Verschlüsselung und Zertifikate
Für die geschützte Datenübertragung wird TCP mit WebSocket verwendet – zwei Mechanismen auf Basis des Internet-Protokolls IP, das in der IT nahezu flächendeckend genutzt wird. TCP/IP löst die bisher von BACnet verwendete Netzwerkprotokollschicht UDP (User Data Protocol) ab und für eine abhör- sowie fälschungssichere Kommunikation wird TLS eingesetzt. TLS (Transport Layer Security) ist als Grundlage für den sicheren Webzugriff (https) in der IT ebenfalls weit verbreitet. Bei der Verschlüsselung ist zu beachten, dass für die notwendigen digitalen Zertifikate ein unternehmensweites Procedere angelegt werden muss. Die für das Internet im Rahmen von Public-Key-Infrastrukturen zuständigen Zertifizierungs- und Registrierungsstellen sind in BACnet/SC nicht vorgegeben. Damit kann ein Betreiber seinen individuellen Netzwerkstrukturen Rechnung tragen. Für die problemlose Implementierung in vorhandene Netzwerke wurden die Sicherheitsmechanismen als zusätzlicher Data Link Layer in BACnet definiert. Zudem ist der neue Standard in der aktuellen Revision 22 abwärtskompatibel. Das hat den Vorteil, dass die vorhandene Ausstattung über entsprechende Router grundsätzlich mit neuen BACnet/SC-Geräten kommunizieren kann.
Jetzt beginnen!
BACnet/SC ist noch jung. Es dauert sicherlich einige Jahre, bis der Standard in Deutschland und Europa flächendeckend ausgerollt ist. Erst einmal abzuwarten, ist dabei aber keine Option. Vielmehr sollten Betreiber jetzt aktiv werden, denn Sicherheit wird nicht allein dadurch geschaffen, dass man ein Netzwerk mit BACnet/SC-fähigen Geräten aufbaut oder ergänzt. Vielmehr ist es notwendig, ein Sicherheitsbewusstsein zu schaffen, das alle mit einem BACnet-Netzwerk befassten Personen einschließt. Betreiber sollten sich zudem mit den Details der Revision 22 vertraut machen, um den Umstieg zu planen: Was bedeutet es, von UDP auf auf IP mit TLS umzusteigen?
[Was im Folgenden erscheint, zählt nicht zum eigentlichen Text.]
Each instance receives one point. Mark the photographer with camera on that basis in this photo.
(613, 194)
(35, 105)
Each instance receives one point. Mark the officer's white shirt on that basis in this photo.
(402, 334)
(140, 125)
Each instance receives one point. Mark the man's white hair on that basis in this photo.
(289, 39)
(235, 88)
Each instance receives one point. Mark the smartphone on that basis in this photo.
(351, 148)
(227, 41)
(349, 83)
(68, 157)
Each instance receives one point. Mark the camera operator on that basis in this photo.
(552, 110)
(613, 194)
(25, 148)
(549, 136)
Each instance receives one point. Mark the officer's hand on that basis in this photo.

Was ist aus technischer Perspektive notwendig? Sind zusätzliche Geräte oder Leitungsstränge nötig? Was ist zu tun, um digitale Zertifikate zu erstellen? Welche Tools stehen für den Wechsel zur Verfügung? Wo kann man von den Mechanismen der bestehenden IT profitieren? Was die neue Produktpalette betrifft, so ist BACnet/SC eine Technologie, die die meisten Hersteller implementieren werden. Kleinere Unternehmen sind dabei möglicherweise schneller mit Produkten am Markt als große. Vielleicht lohnt es sich auch, nach Herstellern Ausschau zu halten, die an der aktuellen Revision mitgearbeitet haben. Außerdem kann es für Liegenschaftsbetreiber sinnvoll sein, sich in allgemeinen oder unternehmensspezifischen Schulungen Beratung einzuholen. Auf diese Weise wird es gelingen, BACnet/SC in der eigenen Liegenschaft erfolgreich anzuwenden.